4. Discussion and Conclusions

We have demonstrated our fabricated EWOD array is capable of actuation, and that the electrode design does induce a centering of the oil droplet, as expected. Further, we note that the area covered by the oil droplet in our experimental results decreases as increasing voltage is applied. This corresponds to an increase in the contact angle, just as was observed in our simulation results. Therefore, this trend is consistent across simulation and experimental results. Experimental testing required somewhat higher applied voltages then were required to induce actuation than our simulation results may have led us to believe. This discrepancy can be attributed to a number of factors. One possibility is that imperfections in the dielectric layers, particularly in the CYTOP layer since the fluoropolymer is applied via spin coating. These imperfections may effectively lower the relative permittivity of the CYTOP and thus increasing the voltage required for the same actuation. Another possible source of this increased voltage requirement may be charge entrapment in the CYTOP layer [20,21], effectively shielding some of the applied voltage.

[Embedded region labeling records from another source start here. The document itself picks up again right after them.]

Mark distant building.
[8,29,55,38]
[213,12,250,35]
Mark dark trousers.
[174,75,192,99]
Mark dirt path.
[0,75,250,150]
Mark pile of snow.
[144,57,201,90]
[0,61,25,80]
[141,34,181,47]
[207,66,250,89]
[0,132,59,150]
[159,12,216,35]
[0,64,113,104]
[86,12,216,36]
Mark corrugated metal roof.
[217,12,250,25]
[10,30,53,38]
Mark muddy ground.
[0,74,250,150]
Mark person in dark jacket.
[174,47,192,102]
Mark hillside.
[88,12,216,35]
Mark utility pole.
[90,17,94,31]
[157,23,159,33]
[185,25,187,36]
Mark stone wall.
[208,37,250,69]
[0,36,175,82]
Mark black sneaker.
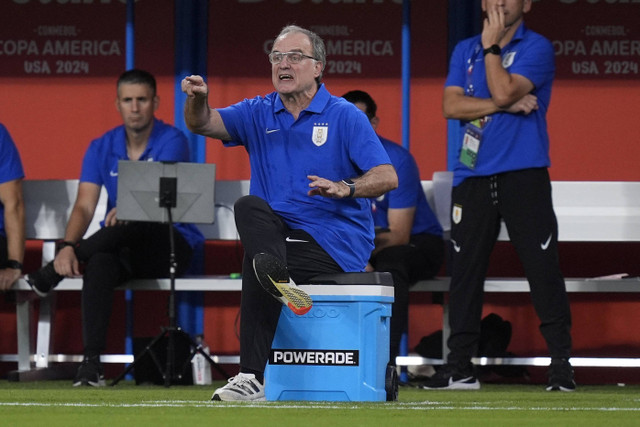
[25,261,64,298]
[253,253,313,316]
[422,364,480,390]
[73,356,106,387]
[547,358,576,391]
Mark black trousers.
[75,222,192,356]
[234,196,343,372]
[369,233,444,363]
[448,168,572,365]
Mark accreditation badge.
[451,205,462,224]
[460,123,482,169]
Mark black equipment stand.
[110,177,230,387]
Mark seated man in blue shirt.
[182,26,397,401]
[27,70,204,386]
[0,124,24,291]
[342,90,444,365]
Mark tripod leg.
[189,342,231,380]
[110,330,166,386]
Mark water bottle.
[191,335,211,385]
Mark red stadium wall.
[0,0,640,381]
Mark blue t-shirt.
[218,85,391,271]
[0,124,24,236]
[80,118,204,248]
[445,24,555,185]
[371,137,442,237]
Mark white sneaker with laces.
[211,372,267,402]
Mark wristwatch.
[342,178,356,197]
[482,44,502,56]
[6,259,22,270]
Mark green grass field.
[0,381,640,427]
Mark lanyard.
[464,43,482,96]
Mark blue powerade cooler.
[265,272,397,401]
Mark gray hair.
[276,25,327,84]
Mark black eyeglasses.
[269,52,317,64]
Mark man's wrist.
[57,240,77,251]
[342,178,356,197]
[482,44,502,56]
[5,259,22,271]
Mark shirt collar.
[274,83,331,114]
[113,117,160,160]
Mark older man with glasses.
[182,26,398,401]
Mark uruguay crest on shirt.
[311,123,329,147]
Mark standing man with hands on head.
[424,0,576,391]
[182,25,398,401]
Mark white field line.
[0,399,640,412]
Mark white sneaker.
[211,372,267,402]
[253,253,313,316]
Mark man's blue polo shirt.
[0,124,24,236]
[372,137,442,237]
[80,118,204,248]
[218,85,391,271]
[445,24,555,185]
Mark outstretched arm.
[307,164,398,199]
[182,76,231,140]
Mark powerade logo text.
[269,349,360,366]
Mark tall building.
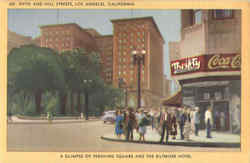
[95,35,113,84]
[163,75,172,97]
[111,17,164,107]
[40,23,98,52]
[169,10,241,133]
[7,30,39,54]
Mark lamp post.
[83,80,93,120]
[132,50,146,109]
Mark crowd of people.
[115,107,213,143]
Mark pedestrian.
[179,108,187,140]
[194,107,200,136]
[205,106,213,138]
[183,108,192,141]
[215,111,220,130]
[126,108,136,141]
[220,112,226,131]
[122,110,128,139]
[169,110,177,140]
[190,108,195,133]
[138,109,148,142]
[149,108,155,130]
[160,108,171,144]
[115,110,123,139]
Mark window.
[194,10,202,24]
[213,10,233,19]
[203,92,210,100]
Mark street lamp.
[83,80,93,120]
[132,50,146,109]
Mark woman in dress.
[115,110,123,139]
[183,108,192,141]
[138,110,147,142]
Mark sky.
[8,9,181,79]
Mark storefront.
[171,54,241,133]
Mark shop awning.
[162,90,182,107]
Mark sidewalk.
[8,116,99,124]
[101,127,240,148]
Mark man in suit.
[194,107,200,136]
[160,108,171,144]
[179,108,187,140]
[205,106,213,138]
[126,108,136,141]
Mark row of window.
[117,24,145,32]
[43,30,70,36]
[193,10,233,24]
[42,42,70,48]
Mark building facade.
[40,23,98,52]
[7,30,39,54]
[163,75,172,98]
[169,10,241,133]
[95,35,113,84]
[111,17,164,107]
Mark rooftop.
[111,16,165,42]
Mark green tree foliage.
[8,45,65,113]
[8,45,123,114]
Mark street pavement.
[102,127,240,147]
[7,120,240,152]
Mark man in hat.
[160,108,171,143]
[205,106,213,138]
[194,107,200,136]
[126,108,136,141]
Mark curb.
[7,119,101,124]
[101,136,240,148]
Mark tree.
[8,45,65,113]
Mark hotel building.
[169,10,241,133]
[111,17,164,107]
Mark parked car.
[102,110,116,123]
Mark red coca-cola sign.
[171,54,241,76]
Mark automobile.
[102,110,116,123]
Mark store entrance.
[213,101,229,131]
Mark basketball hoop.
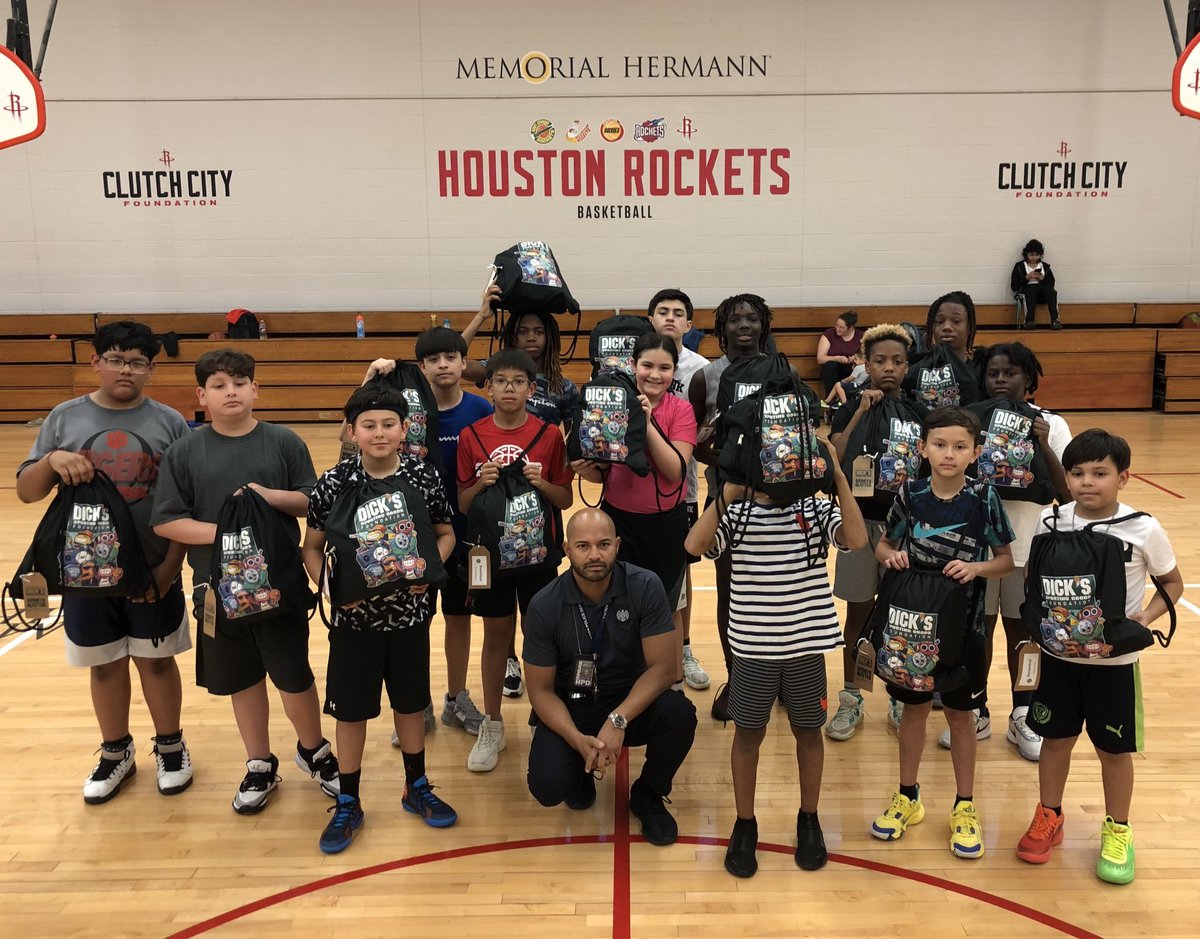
[0,46,46,150]
[1171,35,1200,119]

We have also shown the feasibility of fabricating an electrowetting array composed exclusively of flexible materials, allowing it to operate while wrapped on any curvilinear surface. Copper traces designed with flexibility in mind also improve the robustness of flexibility in our design. Robustness of the array was further improved because the conductive liquid in the liquid well for each electrowetting actuator is allowed to float instead of being physically tied to ground of the system, which reduces the chances of electrical shorts. Simulation results demonstrated the effectiveness of symmetric actuation of a droplet of silicone oil to change its contact angle as external voltage is applied to electrodes. In simulation, contact angles ranging from 40° to 90° where observed, corresponding with voltages from 0 to 71.56 V. This same symmetrical squeezing of the oil droplet experiencing electrowetting actuation was observed when fabricated samples were tested. These validate the possibility of future work in applying the basic material and fabrication design to more targeted applications, such as cell culturing and electrowetting lab-on-a-chip applications.

Future work may also pursue the use of a similar design for electrowetting microlens array applications. This work would involve characterizing the optical properties of the silicone oil droplet in water and assessment of aberrations. Work can also be done to reduce the driving voltage, potentially by decreasing dielectric thickness.